Cluster in radar data

Hi,
In the radar documentation, it says that ‘The reflected signals are
processed and after multiple steps they are available in form of clusters and objects.’ Does one cluster here actually means one radar scatter point? I have this doubt because from the radar fields provided in https://github.com/nutonomy/nuscenes-devkit/blob/master/python-sdk/nuscenes/utils/data_classes.py#L294, the basic elements of radar data structure are positions of points and their RCS/velocities in array. My understanding is a cluster means a group of radar scatter points which belong to one object, it’s done by clustering algorithm like K-means, etc. I am confused with this. Could you clarify this for me please?

Regards,
Kathy

Hi,

Does one cluster here actually means one radar scatter point?

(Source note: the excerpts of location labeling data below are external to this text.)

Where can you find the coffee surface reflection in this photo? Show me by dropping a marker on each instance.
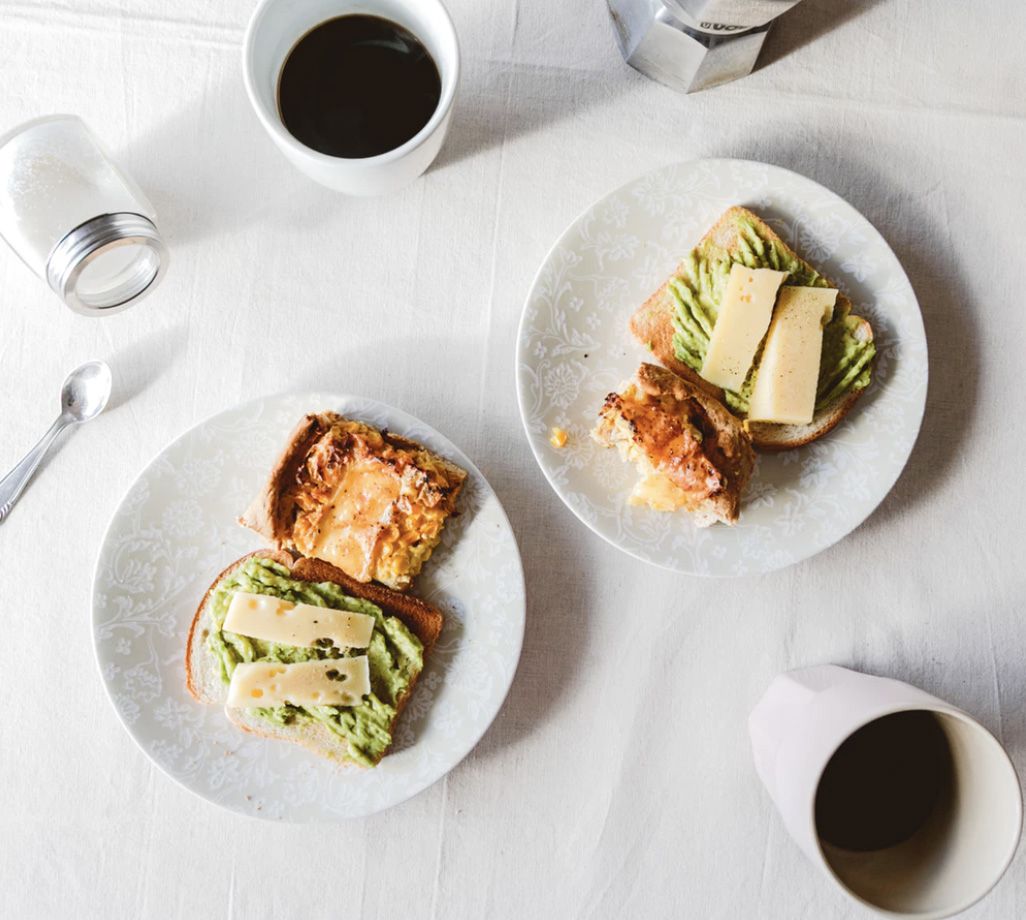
(357, 86)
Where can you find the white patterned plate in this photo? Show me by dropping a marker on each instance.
(175, 530)
(575, 348)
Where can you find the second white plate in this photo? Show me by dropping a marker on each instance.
(575, 347)
(176, 529)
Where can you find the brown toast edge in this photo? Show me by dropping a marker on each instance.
(267, 514)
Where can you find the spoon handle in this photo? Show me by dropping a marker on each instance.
(14, 482)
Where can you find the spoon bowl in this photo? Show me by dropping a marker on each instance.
(86, 391)
(83, 396)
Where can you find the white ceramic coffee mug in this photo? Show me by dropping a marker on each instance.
(958, 853)
(276, 27)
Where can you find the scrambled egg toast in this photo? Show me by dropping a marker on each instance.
(368, 502)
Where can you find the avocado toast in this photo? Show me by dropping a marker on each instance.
(676, 322)
(404, 633)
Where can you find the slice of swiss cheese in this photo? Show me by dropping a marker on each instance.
(743, 320)
(789, 370)
(306, 626)
(323, 682)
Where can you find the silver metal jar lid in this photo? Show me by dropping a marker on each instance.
(108, 264)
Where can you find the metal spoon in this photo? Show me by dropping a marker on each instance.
(83, 397)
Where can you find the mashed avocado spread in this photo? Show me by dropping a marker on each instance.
(698, 290)
(395, 656)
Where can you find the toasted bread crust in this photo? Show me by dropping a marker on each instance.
(310, 468)
(271, 511)
(686, 435)
(652, 324)
(421, 617)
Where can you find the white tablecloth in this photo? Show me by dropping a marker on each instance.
(579, 802)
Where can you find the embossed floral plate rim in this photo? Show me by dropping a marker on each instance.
(143, 606)
(574, 348)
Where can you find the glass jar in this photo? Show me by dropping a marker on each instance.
(76, 218)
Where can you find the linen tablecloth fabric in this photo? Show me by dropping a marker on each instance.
(589, 797)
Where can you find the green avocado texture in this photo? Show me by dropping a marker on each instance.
(697, 290)
(395, 656)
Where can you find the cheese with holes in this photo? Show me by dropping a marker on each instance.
(323, 682)
(274, 620)
(789, 370)
(743, 320)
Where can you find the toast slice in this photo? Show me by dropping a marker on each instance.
(203, 671)
(691, 451)
(653, 323)
(368, 502)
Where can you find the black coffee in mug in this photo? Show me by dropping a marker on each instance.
(884, 783)
(357, 86)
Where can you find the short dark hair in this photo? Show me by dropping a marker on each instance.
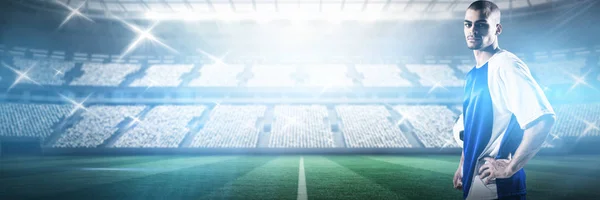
(487, 7)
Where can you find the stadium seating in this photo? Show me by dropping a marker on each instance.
(325, 75)
(96, 74)
(431, 123)
(43, 72)
(556, 72)
(163, 76)
(218, 75)
(300, 127)
(577, 120)
(432, 75)
(381, 76)
(367, 126)
(30, 120)
(97, 125)
(272, 76)
(230, 126)
(465, 68)
(163, 126)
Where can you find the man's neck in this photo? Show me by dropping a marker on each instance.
(483, 55)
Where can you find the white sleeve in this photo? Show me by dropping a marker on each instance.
(521, 94)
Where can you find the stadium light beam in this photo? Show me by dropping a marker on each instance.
(214, 58)
(142, 36)
(77, 105)
(589, 126)
(57, 72)
(74, 12)
(578, 80)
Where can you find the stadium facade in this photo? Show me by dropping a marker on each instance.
(119, 83)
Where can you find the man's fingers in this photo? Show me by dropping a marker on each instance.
(489, 179)
(485, 174)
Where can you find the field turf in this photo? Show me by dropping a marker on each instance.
(274, 177)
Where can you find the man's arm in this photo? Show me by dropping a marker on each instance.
(533, 138)
(458, 174)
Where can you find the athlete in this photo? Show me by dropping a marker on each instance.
(506, 116)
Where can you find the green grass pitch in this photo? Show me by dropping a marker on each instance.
(274, 177)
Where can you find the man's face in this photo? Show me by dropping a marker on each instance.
(480, 31)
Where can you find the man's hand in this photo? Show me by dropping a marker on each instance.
(458, 179)
(493, 169)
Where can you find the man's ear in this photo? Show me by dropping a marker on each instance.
(498, 29)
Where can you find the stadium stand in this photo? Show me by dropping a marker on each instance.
(30, 120)
(44, 71)
(325, 75)
(97, 125)
(163, 126)
(465, 68)
(300, 127)
(577, 120)
(436, 74)
(431, 123)
(96, 74)
(163, 75)
(216, 75)
(556, 72)
(272, 76)
(367, 126)
(381, 76)
(230, 126)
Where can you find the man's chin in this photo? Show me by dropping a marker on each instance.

Yes, the terminology is confusing. Every radar (scatter) point/return is a cluster. From the manual:

“The ARS sensor uses radar radiation to analyze its surroundings. The reflected signals are
processed and after multiple steps they are available in form of clusters and objects.
Clusters are radar reflections with information like position, velocity and signal strength.
They are newly evaluated every cycle. In contrast to this, objects have a history and
dimension. They consist of tracked clusters.”

My understanding is a cluster means a group of radar scatter points which belong to one object, it’s done by clustering algorithm like K-means, etc.

There is no actual clustering algorithm (e.g. k-means) happening here, just filtering steps.

Thanks for your reply, that’s very helpful!

Hi,
I have thought the whole acquring process of radar data should be like this:
1). the sensor recevied the reflected signal and processed it with DSP; then original point cloud is produced;
2). the original cloud will be further processed by the radar manufactory with clustering algorithm (e.g. k-means) and other criteria ( e.g. RCS); then output the object information .
3). we received the object information via CAN bus in the form of bit-wise operations

I’m not sure whether the process is right . And how about the radar data in nuScenes, is it final object information or original radar point cloud?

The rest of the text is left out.